Historical population
Census Pop.
1900 526
1910 663 26.0%
1920 588 −11.3%
1930 665 13.1%
1940 715 7.5%
1950 810 13.3%
1960 963 18.9%
1970 911 −5.4%
1980 870 −4.5%
1990 851 −2.2%
2000 845 −0.7%
2010 841 −0.5%
Est. 2015 802 −4.6%
Population sources: 1900-1920
1900-1910 1910-1930
1930-1990 2000 2010

Census 2010

As of the census of 2010, there were 841 people, 364 households, and 220.9 families residing in the borough. The population density was 1,419.2 per square mile (548.0/km2). There were 386 housing units at an average density of 651.4 per square mile (251.5/km2)*. The racial makeup of the borough was 96.43% (811) White, 0.36% (3) Black or African American, 0.36% (3) Native American, 1.07% (9) Asian, 0.00% (0) Pacific Islander, 0.48% (4) from other races, and 1.31% (11) from two or more races. [[Hispanic (U.S. Census)|Hispanic or Latino of any race were 3.92% (33) of the population.

There were 364 households out of which 28.8% had children under the age of 18 living with them, 46.2% were married couples living together, 10.7% had a female householder with no husband present, and 39.3% were non-families. 34.1% of all households were made up of individuals, and 17.0% had someone living alone who was 65 years of age or older. The average household size was 2.30 and the average family size was 2.98.

In the borough, the population was spread out with 22.8% under the age of 18, 7.3% from 18 to 24, 23.3% from 25 to 44, 29.8% from 45 to 64, and 16.8% who were 65 years of age or older. The median age was 42.8 years. For every 100 females there were 95.1 males. For every 100 females ages 18 and old there were 91.4 males.

The Census Bureau's 2006-2010 American Community Survey showed that (in 2010 inflation-adjusted dollars) median household income was $56,875 (with a margin of error of +/- $29,887) and the median family income was $84,643 (+/- $16,892). Males had a median income of $61,042 (+/- $20,432) versus $37,955 (+/- $6,402) for females. The per capita income for the borough was $30,851 (+/- $4,509). About 2.6% of families and 2.6% of the population were below the poverty line, including 4.8% of those under age 18 and 2.5% of those age 65 or over.

Census 2000

As of the 2000 United States Census there were 845 people, 354 households, and 225 families residing in the borough. The population density was 1,421.6 people per square mile (553.0/km2). There were 377 housing units at an average density of 634.3 per square mile (246.7/km2). The racial makeup of the borough was 100.00% White, 0.12% African American, 0.36% Native American, 0.36% Asian, 0.12% from other races, and 0.59% from two or more races. Hispanic or Latino of any race were 1.30% of the population.

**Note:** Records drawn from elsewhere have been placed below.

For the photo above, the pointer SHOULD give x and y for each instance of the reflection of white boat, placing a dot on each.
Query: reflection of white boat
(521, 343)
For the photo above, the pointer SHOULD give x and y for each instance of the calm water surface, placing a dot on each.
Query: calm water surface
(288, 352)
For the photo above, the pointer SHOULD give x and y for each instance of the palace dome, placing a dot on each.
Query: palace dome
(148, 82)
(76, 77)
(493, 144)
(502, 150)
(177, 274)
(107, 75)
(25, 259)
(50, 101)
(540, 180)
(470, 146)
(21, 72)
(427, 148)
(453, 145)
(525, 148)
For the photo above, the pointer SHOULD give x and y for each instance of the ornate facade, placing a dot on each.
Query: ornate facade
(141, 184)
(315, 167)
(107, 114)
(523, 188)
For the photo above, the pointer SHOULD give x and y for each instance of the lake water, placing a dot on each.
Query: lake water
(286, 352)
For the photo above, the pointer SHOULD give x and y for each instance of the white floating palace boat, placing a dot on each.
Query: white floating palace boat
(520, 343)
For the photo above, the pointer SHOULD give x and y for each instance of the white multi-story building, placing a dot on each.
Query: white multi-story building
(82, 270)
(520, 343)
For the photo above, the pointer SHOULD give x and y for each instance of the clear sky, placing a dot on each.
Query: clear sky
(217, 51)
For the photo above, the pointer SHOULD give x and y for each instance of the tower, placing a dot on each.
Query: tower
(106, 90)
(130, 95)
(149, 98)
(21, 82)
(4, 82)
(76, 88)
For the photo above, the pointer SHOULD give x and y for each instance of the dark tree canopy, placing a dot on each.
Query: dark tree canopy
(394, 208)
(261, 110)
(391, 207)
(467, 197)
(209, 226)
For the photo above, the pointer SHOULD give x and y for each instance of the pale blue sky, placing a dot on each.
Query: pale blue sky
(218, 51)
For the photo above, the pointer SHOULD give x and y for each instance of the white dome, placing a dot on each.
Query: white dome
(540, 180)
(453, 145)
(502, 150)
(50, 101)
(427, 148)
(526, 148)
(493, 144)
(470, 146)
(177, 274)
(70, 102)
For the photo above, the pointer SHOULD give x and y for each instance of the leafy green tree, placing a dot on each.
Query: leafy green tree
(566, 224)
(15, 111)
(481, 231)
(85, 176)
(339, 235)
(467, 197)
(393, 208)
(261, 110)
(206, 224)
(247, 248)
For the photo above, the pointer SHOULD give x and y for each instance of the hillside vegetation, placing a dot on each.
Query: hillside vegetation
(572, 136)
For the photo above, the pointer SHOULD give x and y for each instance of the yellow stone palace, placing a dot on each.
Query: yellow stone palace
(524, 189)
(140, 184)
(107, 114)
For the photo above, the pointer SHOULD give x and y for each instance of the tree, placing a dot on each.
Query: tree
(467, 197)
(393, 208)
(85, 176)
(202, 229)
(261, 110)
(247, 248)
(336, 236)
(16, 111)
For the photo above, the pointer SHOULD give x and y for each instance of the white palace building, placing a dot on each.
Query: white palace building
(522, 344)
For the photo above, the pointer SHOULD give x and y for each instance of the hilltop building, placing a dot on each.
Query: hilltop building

There were 354 households out of which 28.8% had children under the age of 18 living with them, 52.5% were married couples living together, 9.6% had a female householder with no husband present, and 36.4% were non-families. 32.2% of all households were made up of individuals and 18.1% had someone living alone who was 65 years of age or older. The average household size was 2.37 and the average family size was 3.03.

In the borough the population was spread out with 24.0% under the age of 18, 4.5% from 18 to 24, 26.4% from 25 to 44, 27.0% from 45 to 64, and 18.1% who were 65 years of age or older. The median age was 42 years. For every 100 females there were 87.4 males. For every 100 females age 18 and over, there were 82.4 males.

The median income for a household in the borough was $45,855, and the median income for a family was $60,909. Males had a median income of $36,250 versus $27,159 for females. The per capita income for the borough was $22,748. About 4.2% of families and 4.4% of the population were below the poverty line, including 4.9% of those under age 18 and 6.2% of those age 65 or over.

Transportation

As of November 2014, the borough had a total of 6.30 miles (10.14 km) of roadways, of which 2.79 miles (4.49 km) were maintained by the municipality, 2.36 miles (3.80 km) by Sussex County and 1.15 miles (1.85 km) by the New Jersey Department of Transportation.